OpenPGP is a message format standard, not an architecture standard. Since they are doing a instant messaging thing, there is no particular reason they couldn't do forward secrecy. They could even do a hash ratchet and call the result a double ratchet if they really wanted to. It would probably be more reasonable to do something a bit less obsessive and just make it so that the user can more securely delete their messages in the face of device compromise in an instant messaging environment.

woodruffw 15 hours ago | parent [-]

"Architecturally" refers to the architecture of OpenPGP's message and certificate formats, not some kind of architectural standard. You can see Delta Chat's own community struggle with this[1]: unbounded certificate growth doesn't mesh well with acceptable rotation periods for ephemeral keys.

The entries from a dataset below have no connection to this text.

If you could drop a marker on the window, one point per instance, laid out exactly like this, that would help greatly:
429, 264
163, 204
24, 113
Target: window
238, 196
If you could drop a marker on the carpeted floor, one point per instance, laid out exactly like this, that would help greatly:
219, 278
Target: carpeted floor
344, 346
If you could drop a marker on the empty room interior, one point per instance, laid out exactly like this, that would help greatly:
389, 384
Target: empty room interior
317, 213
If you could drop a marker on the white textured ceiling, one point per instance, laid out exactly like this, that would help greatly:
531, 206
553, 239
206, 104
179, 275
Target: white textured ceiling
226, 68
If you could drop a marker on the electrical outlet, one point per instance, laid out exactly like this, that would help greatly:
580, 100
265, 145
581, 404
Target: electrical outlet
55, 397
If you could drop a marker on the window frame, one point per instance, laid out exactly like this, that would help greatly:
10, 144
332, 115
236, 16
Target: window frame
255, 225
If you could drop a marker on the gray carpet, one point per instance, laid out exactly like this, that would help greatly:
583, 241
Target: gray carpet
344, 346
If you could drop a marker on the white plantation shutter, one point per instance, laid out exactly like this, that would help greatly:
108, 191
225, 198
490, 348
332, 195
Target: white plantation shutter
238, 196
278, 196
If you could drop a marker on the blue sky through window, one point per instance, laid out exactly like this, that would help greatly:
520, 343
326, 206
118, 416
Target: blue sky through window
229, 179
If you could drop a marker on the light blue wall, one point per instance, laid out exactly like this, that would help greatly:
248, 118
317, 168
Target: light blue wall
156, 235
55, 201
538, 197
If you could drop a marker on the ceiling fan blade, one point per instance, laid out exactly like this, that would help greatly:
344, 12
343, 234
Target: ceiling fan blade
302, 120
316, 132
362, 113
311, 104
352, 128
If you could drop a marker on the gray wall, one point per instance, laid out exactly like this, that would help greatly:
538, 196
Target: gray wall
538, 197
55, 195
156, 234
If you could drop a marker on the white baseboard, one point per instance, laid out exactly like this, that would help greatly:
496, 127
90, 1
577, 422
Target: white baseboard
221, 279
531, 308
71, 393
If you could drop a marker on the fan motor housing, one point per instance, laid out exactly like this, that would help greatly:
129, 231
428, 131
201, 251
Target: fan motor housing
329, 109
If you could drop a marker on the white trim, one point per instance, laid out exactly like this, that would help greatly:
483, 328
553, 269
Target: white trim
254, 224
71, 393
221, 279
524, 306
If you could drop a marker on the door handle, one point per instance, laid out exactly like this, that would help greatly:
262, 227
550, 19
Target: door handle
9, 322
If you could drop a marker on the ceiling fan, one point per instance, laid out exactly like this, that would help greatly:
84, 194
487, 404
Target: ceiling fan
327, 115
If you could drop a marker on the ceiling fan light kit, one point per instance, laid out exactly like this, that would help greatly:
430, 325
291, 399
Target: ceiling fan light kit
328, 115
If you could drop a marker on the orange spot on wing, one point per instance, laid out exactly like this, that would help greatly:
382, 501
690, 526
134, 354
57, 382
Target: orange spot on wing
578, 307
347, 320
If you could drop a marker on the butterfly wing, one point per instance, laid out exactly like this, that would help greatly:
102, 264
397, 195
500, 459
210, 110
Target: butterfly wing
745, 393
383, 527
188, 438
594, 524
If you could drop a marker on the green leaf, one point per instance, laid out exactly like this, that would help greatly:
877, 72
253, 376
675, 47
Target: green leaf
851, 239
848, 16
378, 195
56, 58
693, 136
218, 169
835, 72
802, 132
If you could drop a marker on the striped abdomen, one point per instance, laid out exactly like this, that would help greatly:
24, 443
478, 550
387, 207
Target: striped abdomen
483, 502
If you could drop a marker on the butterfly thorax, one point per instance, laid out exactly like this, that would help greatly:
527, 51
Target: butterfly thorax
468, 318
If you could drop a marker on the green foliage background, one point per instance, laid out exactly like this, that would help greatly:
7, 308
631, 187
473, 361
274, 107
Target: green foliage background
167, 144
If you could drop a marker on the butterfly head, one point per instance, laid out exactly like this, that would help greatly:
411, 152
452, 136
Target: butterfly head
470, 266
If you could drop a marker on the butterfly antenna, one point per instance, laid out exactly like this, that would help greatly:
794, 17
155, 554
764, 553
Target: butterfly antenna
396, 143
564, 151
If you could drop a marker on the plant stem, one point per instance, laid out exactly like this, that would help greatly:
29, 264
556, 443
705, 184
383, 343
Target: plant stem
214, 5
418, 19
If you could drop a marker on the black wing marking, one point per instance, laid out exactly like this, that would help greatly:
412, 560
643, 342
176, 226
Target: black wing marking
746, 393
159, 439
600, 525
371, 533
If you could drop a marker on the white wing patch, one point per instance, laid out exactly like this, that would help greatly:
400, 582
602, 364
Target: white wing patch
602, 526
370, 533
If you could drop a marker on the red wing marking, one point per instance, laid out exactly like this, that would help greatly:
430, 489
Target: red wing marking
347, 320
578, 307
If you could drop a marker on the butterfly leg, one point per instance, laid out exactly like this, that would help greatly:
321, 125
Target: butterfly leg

There's also the problem of OpenPGP implementations encrypting to all subkeys instead of the "latest" one, which of course blows a hole in the FS property.

[1]: https://support.delta.chat/t/autocrypt-key-rotation/2936

upofadown 6 hours ago | parent [-]

The Delta Chat issue with subkeys seems to be an Autocrypt thing. Most OpenPGP implementations will encrypt with the latest encryption key.

Which brings up a point I suppose. Delta Chat is not really doing OpenPGP. They are mostly doing Autocrypt. Autocrypt was an attempt to do encrypted email without the bother of identity verification. It has always seemed like a bad idea to me. The Delta Chat project ended up adding identity verification on top of Autocrypt.

woodruffw 4 hours ago | parent [-]

They don’t seem to think it’s an Autocrypt thing; they seem to think it’s an issue with certificates being de facto append-only. Also, “most” is not acceptable —- if even a small percentage of Signal clients had this kind of FS-breaking bug it’d be considered a significant vulnerability. We should demand better than “most.”